The development of the prototype of distributed onboard computing system
The development of the prototype of distributed fault tolerant onboard computing system for satellite control system and the complex of scientific equipment
Tech Area / Field
- INF-COM/High Performance Computing and Networking/Information and Communications
8 Project completed
Senior Project Manager
Rybakova T A
Keldysh Institute of Applied Mathematics, Russia, Moscow
- Russian Academy of Sciences / Space Research Institute, Russia, Moscow
- Deutsches Zentrum für Luft- und Raumfahrt e.V. / Institute of Space Sensor Technology and Planetary Exploration, Germany, Berlin\nFraunhofer Institut Rechnerarchitektur und Softwaretechnik, Germany, Berlin
Project summaryThe given proposal of the project provides the development of a prototype of distributed fault tolerant on-board computing system for control by the satellite and by the complex of scientific equipment, intended for a satellite with a complex of atmospheric hyperspectral monitoring.
Requirements for on-board control complex and the system of scientific equipment control which are necessary for carrying out of scientific tasks of an project of given satellite should be carried out only at presence of powerful and flexible communication and computing infrastructure. For support of wide set of different operations the computing functions and computing power must have the property of adaptation to dynamically changing requirements of the project.
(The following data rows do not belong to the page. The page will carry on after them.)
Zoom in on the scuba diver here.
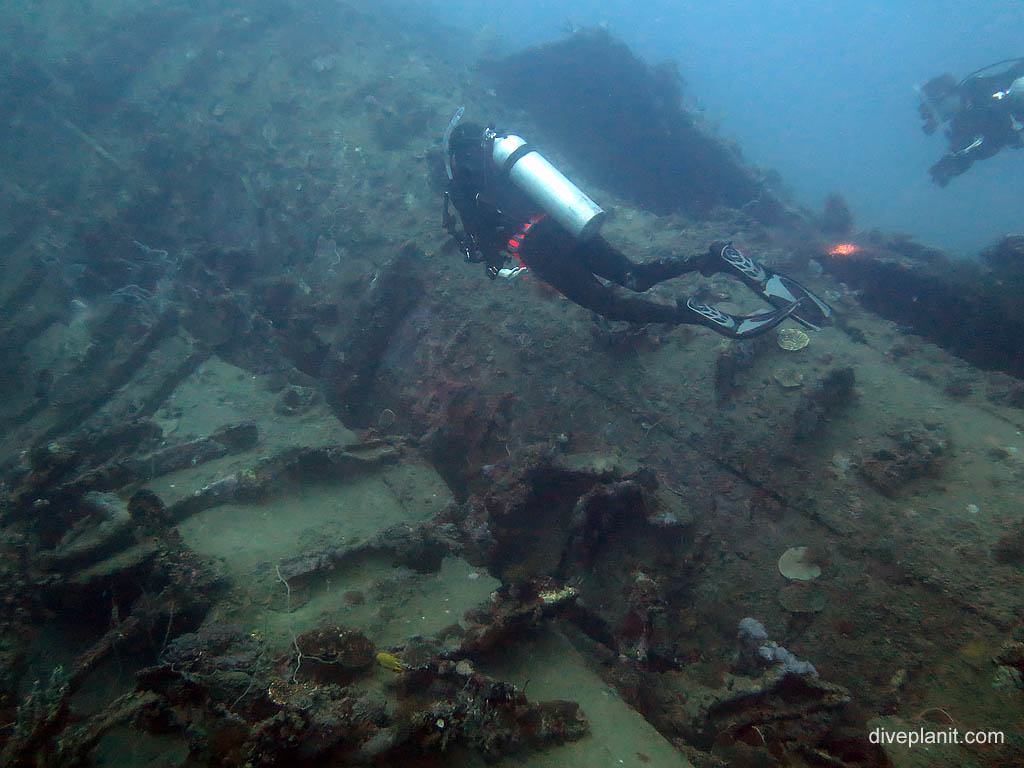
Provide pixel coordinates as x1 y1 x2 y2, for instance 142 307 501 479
441 113 832 339
918 57 1024 186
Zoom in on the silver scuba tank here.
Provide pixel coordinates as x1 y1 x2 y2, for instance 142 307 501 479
1008 75 1024 101
491 134 606 241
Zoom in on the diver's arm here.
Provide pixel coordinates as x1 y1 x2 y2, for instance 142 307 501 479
443 190 508 276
The payload management system must be able for close interaction with on-board control complex in accordance with requirements for carrying out of concrete operations. On-board complex of satellite control must provide high degree of autonomous operation of a satellite and at the same time it must provide vitality of satellite as a problem of highest priority.
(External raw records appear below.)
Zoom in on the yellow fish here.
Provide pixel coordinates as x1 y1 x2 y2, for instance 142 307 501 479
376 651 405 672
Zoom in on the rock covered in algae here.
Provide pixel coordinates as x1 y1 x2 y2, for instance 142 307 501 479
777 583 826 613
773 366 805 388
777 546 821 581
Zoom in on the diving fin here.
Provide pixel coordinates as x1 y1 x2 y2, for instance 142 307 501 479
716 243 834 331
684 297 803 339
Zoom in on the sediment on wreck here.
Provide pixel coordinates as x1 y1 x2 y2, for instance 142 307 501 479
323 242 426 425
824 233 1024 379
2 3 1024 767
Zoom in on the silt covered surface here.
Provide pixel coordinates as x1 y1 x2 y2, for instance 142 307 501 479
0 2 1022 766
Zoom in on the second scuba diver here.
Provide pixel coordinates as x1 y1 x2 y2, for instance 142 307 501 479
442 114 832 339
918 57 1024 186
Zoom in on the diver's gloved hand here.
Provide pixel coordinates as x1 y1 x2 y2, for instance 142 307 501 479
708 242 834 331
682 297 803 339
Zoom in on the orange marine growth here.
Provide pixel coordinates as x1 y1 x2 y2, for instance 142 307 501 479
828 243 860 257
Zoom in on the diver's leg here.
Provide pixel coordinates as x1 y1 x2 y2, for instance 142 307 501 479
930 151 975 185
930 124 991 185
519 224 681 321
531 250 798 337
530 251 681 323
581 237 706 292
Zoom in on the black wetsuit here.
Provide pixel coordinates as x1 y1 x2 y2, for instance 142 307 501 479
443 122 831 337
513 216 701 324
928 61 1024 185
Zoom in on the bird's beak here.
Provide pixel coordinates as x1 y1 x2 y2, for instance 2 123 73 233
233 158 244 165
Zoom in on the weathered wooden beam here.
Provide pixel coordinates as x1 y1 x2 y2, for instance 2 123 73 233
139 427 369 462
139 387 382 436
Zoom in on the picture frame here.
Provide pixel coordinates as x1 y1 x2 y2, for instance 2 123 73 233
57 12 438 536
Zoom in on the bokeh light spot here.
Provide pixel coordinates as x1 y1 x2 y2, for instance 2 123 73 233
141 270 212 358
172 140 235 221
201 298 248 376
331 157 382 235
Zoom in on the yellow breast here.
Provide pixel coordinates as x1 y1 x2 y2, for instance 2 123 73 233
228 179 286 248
The on-board computing system (OBCS) should be realized as a distributed fault tolerant multi computer system which will execute all control, telemetry, and monitor tasks as well as the application dependent tasks of the traditional payload computer. The unification of the different computing functions on-board of the satellite into a single highly redundant system will allow for a close cooperation between the different tasks and will optimize the flexible utilization of the redundant computing resources to fulfil the varying service dependent performance requirements as well as the required level of fault tolerance.
Technologically the on-board computing system should derive benefits from using newest VLSI technology. The high integration density of modem microprocessors and memory devices allows to implement powerful computing systems with a high functionality consisting of only a small number of components. The extreme low power dissipation of low voltage components which are also used in battery-powered systems (notebook, camera, handy) results in minimal requirements for space, weight, cooling, and power supply which all are limited recourses in the context of small satellites.
However, if we want to take these advantages we have to ensure that the use of newest VLSI technology may not diminish the reliability and availability of the OBCS. In general, due to the optimized manufacturing process for high volume production, the reliability of modem VLSI components already attained a very high standard, if operated within the expected environmental conditions. Except for the radiation problems, the environmental conditions on-board of a satellite in the low earth orbit (LEO) can be compared to the operating conditions assumed for industrial versions of VLSI components. Therefore we will implement special hardware and software measures in each node of the system to handle the mission critical radiation problems.
The architecture of the on-board computer is that of a homogeneous symmetric multi computer system, i.e. it is formed by a number (from 3 up to 16) of identical node computers which are connected by a redundant bus system. In principle each of the nodes is able to execute all tasks and can access all I/O busses. The overall hardware structure ensures that there exists no 'single point of failure' in the system. Thus the nodes are completely separate units, i.e. they have no common components except for the fault tolerant communication system and the I/O busses to the devices of the satellite. The physical realization of the communication and I/O busses will ensure that a faulty unit can not prevent the transfer of information among the other units. By using a special design of the interface logic it is guaranteed that an inactive or faulty component will be completely isolated from the busses even in the case of a stuck-at error.
The software architecture follows the same approach of the hardware architecture. The modular, distributed and highly redundant system architecture must be provided. Within each node, a small operating system kernel (supposedly based on the “Linux” operating system) must provide the basic functionality for preemptive multitasking, priority and real time based scheduling, memory management, and communication.